Can we use the same function in both modes, with nowait clause and without?

gtbercea marked 2 inline comments as done.Jun 14 2019, 7:10 AM
gtbercea added inline comments.
lib/CodeGen/CGOpenMPRuntime.cpp
5122 ↗(On Diff #204320)

For nowait we need to use the target_task_alloc variant. There are runtimes - other than the open source one - for which this function does something different.

gtbercea marked an inline comment as done.Jun 14 2019, 7:11 AM
gtbercea updated this revision to Diff 204763.Jun 14 2019, 7:13 AM
  • Fix function name.
gtbercea marked an inline comment as done.Jun 14 2019, 7:13 AM
ABataev added inline comments.Jun 14 2019, 7:29 AM
lib/CodeGen/CGOpenMPRuntime.cpp
5122 ↗(On Diff #204320)

Trunk relies only to libomptarget interfaces.
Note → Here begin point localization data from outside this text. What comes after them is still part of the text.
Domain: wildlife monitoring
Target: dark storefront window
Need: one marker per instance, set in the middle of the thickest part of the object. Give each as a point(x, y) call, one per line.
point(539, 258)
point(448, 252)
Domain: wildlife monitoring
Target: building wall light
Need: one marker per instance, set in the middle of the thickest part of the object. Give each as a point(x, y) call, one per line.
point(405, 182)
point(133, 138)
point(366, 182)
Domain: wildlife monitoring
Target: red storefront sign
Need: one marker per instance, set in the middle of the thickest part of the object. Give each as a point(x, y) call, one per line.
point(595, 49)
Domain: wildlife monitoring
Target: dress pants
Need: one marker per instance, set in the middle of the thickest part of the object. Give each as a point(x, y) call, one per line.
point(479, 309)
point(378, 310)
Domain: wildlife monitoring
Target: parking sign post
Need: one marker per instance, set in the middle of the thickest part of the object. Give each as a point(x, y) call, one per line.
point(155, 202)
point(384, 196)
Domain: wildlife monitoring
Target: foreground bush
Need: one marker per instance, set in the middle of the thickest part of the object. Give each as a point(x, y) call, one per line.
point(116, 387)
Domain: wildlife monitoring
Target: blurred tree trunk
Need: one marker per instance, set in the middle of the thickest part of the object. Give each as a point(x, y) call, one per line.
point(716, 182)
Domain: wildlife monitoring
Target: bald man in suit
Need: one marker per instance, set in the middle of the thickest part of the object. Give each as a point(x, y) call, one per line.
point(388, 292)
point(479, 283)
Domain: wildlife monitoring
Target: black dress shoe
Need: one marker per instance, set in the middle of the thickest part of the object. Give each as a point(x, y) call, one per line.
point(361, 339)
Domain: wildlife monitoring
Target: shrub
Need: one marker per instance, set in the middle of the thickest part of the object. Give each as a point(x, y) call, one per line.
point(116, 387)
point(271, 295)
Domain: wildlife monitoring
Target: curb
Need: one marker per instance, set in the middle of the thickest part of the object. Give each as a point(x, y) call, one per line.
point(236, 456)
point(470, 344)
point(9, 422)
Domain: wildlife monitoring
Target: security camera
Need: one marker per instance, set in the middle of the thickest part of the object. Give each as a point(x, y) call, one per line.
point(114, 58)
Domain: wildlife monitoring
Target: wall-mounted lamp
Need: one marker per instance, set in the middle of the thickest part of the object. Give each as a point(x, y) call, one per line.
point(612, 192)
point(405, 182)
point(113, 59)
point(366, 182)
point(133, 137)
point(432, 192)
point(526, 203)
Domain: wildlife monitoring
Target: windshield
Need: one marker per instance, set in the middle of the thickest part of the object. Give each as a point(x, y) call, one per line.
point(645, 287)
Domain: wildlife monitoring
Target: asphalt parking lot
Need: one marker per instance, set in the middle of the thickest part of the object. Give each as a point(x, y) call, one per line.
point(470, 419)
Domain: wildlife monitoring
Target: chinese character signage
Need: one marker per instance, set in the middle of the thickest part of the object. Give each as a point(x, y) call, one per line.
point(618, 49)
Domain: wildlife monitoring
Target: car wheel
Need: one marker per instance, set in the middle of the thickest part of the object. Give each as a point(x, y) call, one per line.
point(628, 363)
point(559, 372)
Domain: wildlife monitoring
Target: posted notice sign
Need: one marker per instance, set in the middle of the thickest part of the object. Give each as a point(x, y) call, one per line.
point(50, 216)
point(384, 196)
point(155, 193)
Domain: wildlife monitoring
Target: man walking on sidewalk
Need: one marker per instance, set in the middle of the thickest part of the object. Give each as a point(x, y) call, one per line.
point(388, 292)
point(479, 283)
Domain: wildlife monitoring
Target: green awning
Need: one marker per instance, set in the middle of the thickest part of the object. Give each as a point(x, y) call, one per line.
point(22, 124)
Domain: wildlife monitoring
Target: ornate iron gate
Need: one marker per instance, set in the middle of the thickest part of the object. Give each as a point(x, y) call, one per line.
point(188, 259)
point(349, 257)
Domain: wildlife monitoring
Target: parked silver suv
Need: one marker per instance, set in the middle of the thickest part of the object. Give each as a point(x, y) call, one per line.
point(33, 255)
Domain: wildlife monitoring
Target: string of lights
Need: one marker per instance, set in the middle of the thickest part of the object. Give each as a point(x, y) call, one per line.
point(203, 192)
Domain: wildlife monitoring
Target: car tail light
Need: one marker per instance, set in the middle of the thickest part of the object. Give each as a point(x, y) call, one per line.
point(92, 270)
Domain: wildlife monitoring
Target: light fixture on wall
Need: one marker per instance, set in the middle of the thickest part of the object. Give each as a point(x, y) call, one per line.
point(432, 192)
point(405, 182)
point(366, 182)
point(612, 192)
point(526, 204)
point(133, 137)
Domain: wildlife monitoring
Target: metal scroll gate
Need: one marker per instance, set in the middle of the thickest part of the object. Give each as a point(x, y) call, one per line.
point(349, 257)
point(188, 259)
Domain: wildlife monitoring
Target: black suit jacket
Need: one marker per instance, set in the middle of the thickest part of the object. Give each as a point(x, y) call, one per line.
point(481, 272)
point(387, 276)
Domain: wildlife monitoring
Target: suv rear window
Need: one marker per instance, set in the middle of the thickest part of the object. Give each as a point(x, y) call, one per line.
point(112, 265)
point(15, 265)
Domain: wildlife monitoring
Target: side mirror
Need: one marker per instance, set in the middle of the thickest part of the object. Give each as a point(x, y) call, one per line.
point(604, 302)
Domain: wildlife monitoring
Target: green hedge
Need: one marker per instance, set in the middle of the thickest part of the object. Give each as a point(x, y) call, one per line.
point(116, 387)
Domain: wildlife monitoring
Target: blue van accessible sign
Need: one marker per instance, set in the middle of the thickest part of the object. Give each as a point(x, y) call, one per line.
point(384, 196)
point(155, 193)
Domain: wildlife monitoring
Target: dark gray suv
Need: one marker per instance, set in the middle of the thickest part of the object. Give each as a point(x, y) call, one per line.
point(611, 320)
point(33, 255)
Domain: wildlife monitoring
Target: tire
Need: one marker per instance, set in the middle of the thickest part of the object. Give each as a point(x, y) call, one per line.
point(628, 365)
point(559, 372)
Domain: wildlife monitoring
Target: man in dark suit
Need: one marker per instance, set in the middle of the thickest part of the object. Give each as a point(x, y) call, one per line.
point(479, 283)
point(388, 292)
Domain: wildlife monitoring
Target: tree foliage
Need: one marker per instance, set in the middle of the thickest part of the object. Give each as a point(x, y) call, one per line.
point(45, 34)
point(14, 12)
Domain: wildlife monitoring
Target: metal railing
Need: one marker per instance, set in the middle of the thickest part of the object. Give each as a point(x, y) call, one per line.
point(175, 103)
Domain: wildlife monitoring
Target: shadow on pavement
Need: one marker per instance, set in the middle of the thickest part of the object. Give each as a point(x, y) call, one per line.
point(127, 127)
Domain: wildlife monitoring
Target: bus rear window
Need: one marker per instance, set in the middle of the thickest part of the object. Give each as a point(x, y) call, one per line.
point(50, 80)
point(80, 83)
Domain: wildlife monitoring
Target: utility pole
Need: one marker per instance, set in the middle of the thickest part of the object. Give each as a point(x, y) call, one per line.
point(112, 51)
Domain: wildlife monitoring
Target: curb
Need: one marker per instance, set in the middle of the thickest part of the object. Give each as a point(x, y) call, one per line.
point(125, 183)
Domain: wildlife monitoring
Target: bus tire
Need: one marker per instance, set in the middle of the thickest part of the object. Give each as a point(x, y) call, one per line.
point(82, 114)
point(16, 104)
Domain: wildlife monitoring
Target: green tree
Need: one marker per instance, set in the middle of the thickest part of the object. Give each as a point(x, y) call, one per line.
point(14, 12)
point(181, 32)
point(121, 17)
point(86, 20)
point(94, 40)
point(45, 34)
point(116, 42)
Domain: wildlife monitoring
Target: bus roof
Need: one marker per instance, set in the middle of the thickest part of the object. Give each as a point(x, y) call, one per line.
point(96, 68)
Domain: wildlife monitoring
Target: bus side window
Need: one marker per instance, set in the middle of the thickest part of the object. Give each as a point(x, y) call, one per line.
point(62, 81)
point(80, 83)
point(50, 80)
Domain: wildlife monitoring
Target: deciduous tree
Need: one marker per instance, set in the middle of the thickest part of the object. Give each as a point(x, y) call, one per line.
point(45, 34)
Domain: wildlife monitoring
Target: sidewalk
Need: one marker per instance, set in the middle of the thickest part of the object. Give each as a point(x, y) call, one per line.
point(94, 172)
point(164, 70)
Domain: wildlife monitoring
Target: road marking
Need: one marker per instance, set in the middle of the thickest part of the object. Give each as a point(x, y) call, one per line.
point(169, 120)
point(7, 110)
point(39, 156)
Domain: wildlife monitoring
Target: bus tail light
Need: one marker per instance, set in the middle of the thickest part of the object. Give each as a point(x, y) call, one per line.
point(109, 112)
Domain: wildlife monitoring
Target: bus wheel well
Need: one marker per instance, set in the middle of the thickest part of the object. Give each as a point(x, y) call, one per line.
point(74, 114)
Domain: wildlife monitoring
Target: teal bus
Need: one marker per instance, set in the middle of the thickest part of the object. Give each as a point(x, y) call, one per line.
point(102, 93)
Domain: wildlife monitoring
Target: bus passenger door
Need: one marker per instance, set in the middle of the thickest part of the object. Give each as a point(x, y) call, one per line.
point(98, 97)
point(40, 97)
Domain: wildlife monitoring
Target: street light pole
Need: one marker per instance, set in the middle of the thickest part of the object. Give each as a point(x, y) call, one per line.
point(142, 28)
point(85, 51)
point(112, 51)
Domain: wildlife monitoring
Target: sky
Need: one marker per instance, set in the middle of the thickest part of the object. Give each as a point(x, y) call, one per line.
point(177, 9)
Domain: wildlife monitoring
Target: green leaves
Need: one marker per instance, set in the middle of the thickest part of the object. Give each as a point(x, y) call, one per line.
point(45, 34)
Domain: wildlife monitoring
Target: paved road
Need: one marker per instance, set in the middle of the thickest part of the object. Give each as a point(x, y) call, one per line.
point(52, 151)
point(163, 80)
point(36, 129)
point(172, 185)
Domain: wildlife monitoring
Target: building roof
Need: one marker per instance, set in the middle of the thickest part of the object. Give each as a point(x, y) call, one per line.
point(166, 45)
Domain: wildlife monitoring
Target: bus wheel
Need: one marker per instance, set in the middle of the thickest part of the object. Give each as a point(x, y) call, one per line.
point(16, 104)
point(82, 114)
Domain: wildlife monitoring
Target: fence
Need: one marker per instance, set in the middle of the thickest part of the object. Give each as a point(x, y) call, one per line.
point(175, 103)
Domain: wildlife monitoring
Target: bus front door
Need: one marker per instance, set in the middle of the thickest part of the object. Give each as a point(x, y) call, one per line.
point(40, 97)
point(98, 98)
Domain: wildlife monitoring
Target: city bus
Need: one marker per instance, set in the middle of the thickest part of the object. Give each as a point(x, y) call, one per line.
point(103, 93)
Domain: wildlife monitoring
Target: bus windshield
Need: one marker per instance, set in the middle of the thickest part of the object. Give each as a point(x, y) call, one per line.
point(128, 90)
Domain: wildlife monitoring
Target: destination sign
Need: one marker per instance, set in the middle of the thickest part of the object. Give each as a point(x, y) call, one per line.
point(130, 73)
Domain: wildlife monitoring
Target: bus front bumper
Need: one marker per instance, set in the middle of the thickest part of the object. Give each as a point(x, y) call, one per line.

Why we should take into account some other runtime libraries? Plus, what's so different for async and non-async versions of the directive?

gtbercea marked an inline comment as done.Jun 14 2019, 7:36 AM
gtbercea added inline comments.
lib/CodeGen/CGOpenMPRuntime.cpp
5122 ↗(On Diff #204320)

Async is not yet fully supported in the OpenMP open source runtime but at some point it will be. This is the first step towards its support. I'm not sure what your objection is. The difference is clear. Device ID must be passed on the async version of this call.

ABataev added inline comments.Jun 14 2019, 7:45 AM
lib/CodeGen/CGOpenMPRuntime.cpp
5122 ↗(On Diff #204320)

The difference is not obvious. Why we can't use the same function for sync directives? The fact the it has DeviceId parameter is not an argument here. What's so special from functional point of view?

gtbercea marked an inline comment as done.Jun 14 2019, 7:48 AM
gtbercea added inline comments.
lib/CodeGen/CGOpenMPRuntime.cpp
5122 ↗(On Diff #204320)

When you have multiple device on the same system you have to be able to distinguish between then and manage dependencies across these different devices. Knowing the device is a crucial first step in handling these inter-device dependencies.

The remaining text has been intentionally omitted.